Probability of 3 people in a room of 30 having the same birthday

The birthday problem with 2 people is quite easy because finding the probability of the complementary event "all birthdays distinct" is straightforward. For 3 people, the complementary event includes "all birthdays distinct", "one pair and the rest distinct", "two pairs and the rest distinct", etc. To find the exact value is pretty complicated.

The Poisson approximation is pretty good, though. Imagine checking every triple and calling it a "success" if all three have the same birthdays. The total number of successes is approximately Poisson with mean value ${30 \choose 3}/365^2$. Here $30\choose 3$ is the number of triples, and $1/365^2$ is the chance that any particular triple is a success. The probability of getting at least one success is obtained from the Poisson distribution: $$ P(\mbox{ at least one triple birthday with 30 people})\approx 1-\exp(-{30 \choose 3}/365^2)=.0300. $$

You can modify this formula for other values, changing either 30 or 3. For instance, $$ P(\mbox{ at least one triple birthday with 100 people})\approx 1-\exp(-{100 \choose 3}/365^2)=.7029,$$ $$ P(\mbox{ at least one double birthday with 25 people })\approx 1-\exp(-{25 \choose 2}/365)=.5604.$$

Poisson approximation is very useful in probability, not only for birthday problems!


An exact formula can be found in Anirban DasGupta, The matching, birthday and the strong birthday problem: a contemporary review, Journal of Statistical Planning and Inference 130 (2005), 377-389. This paper claims that if $W$ is the number of triplets of people having the same birthday, $m$ is the number of days in the year, and $n$ is the number of people, then

$$ P(W \ge 1) = 1 - \sum_{i=0}^{\lfloor n/2 \rfloor} {m! n! \over i! (n-2i)! (m-n+i)! 2^i m^n} $$

No derivation or source is given; I think the idea is that the term corresponding to $i$ is the probability that there are $i$ birthdays shared by 2 people each and $n-2i$ birthdays with one person each.

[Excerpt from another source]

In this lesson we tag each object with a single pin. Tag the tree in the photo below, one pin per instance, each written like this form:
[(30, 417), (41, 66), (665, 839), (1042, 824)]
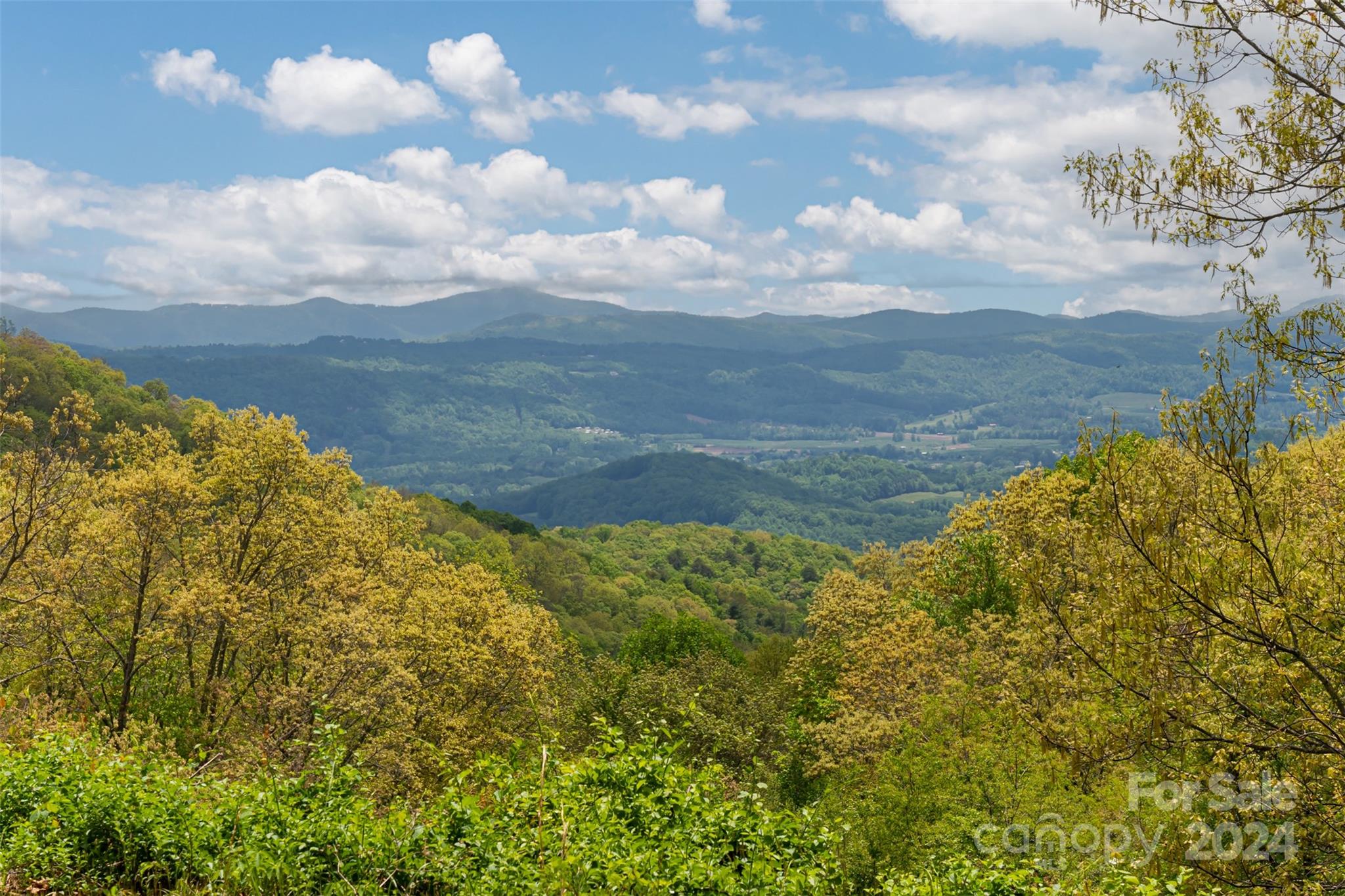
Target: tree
[(1274, 167)]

In particular, if $m = 365, n = 30$ this formula gives $0.0285$, not far from Byron's approximation.


As being pointed out by Micheal Lugo the formulation given by Anirban DasGupta is a exact answer for this problem, however a formal proof is needed. I have found and verified a solution by Doctor Rick from Math Forum, below is the link

http://mathforum.org/library/drmath/view/56650.html

His approach is to partition the sample space as following:

   1.   none share a birthday
   2.   one pair shares a birthday
   3.   two pairs share different birthdays
   4.   three pairs share different birthdays
   :
 1+N/2. N/2 pairs share different birthdays
 2+N/2. three or more share a birthday

Then he points out a clever way to count for each partition by picking different birthday for each pair of person. I have tried and arrived with the same formulation as Anirban DasGupta's. For more detail please take a look at the link above!